Covariance measures the expectation of the product of offsets from the respective means. If both the random variables are simultaneously greater or smaller than the respective means, then the covariance is positive. If it is the other way round, then the covariance is negative.

Covariance measures the extent to which the random variable simultaneously take bigger or smaller values.

##### Theorem
• $Cov(X, Y) = E(XY) - E(X)E(Y)$

### Correlation

Covariance between two random variable could be impacted by the scale of the random variables. It does not allow comparison of the degree of dependence between two different pairs of random variables. Correlation is a measure that solves this issue. It is defined as:

$\rho (X, Y)= \frac{Cov(X, Y)}{\sigma_x \sigma_y}$
##### Theorem
• $-1 \le \rho(X, Y) \le 1$
• If $X$ and $Y$ are independent, then $\rho (X, Y) = 0$. The converse is not generally true.
• $\mid \rho(X, aX+b) \mid = 1$, where $a$, $a \ne 0$ and $b$ are constants. If $a \gt 0$, then $\rho(X, aX+b) = 1$, else if $a \lt 0$, then $\rho(X, aX+b) = -1$.
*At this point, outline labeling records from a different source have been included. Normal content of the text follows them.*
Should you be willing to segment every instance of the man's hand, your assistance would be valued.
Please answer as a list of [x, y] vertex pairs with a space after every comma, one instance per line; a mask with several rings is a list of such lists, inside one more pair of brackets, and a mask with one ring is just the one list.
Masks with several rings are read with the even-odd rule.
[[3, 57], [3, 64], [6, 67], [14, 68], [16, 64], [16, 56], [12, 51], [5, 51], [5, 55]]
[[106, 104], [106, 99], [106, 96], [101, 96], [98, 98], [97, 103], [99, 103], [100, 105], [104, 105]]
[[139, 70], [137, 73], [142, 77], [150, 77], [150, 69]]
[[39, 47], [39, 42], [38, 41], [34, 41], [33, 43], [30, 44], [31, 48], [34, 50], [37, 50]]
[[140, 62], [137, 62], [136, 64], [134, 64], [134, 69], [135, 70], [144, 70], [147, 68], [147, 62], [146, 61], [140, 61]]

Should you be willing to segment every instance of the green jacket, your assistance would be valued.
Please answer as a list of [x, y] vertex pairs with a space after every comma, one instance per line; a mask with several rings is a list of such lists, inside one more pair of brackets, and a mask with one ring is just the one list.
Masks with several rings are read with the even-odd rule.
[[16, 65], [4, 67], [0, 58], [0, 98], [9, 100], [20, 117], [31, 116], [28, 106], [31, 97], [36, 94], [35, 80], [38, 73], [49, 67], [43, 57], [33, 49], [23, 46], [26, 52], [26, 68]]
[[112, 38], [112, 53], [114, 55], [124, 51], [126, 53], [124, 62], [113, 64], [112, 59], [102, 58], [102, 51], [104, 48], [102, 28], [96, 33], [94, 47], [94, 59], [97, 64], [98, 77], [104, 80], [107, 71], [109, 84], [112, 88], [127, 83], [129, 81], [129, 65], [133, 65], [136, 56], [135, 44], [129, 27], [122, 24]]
Example of dependent variables with zero correlation: Random variable $X$ and $X^2$ are clearly dependent, where X takes -1, 0, 1 with equal probabilities. However, $Cov(X, X^2) = 0$. This example, shows that correlation/covariance does not capture nonlinear dependence.

### Covariance matrix

In case of random vector ($\textbf{X}$, of dimension $d$), or otherwise, a collection of random variables, we define the notion of covariance matrix as:

$CovMat(\textbf{X}) = \begin{bmatrix} \sigma_{11} & ... &\sigma_{1d} \\ ... & ... & ... \\ \sigma_{d1} & ... &\sigma_{dd} \end{bmatrix}$

Where $\sigma_{ij} = Cov(X_i, X_j)$.

Another way to state: $CovMat(X) = E[(X - \mu)(X - \mu)^T]$

##### Properties
• Since $\sigma_{ij} = Cov(X_i, X_j) = Var(X_i)$ for $i = j$, the diagonal of covariance matrix represents the variances of the individual random variables.
• The matrix is symmetric across the diagonal as $\sigma_{ij} = \sigma_{ji}$.
• When the variables are independent, the covariance matrix is a diagonal matrix as $\sigma_{ij} = 0$ for all $i, j | i \ne j$.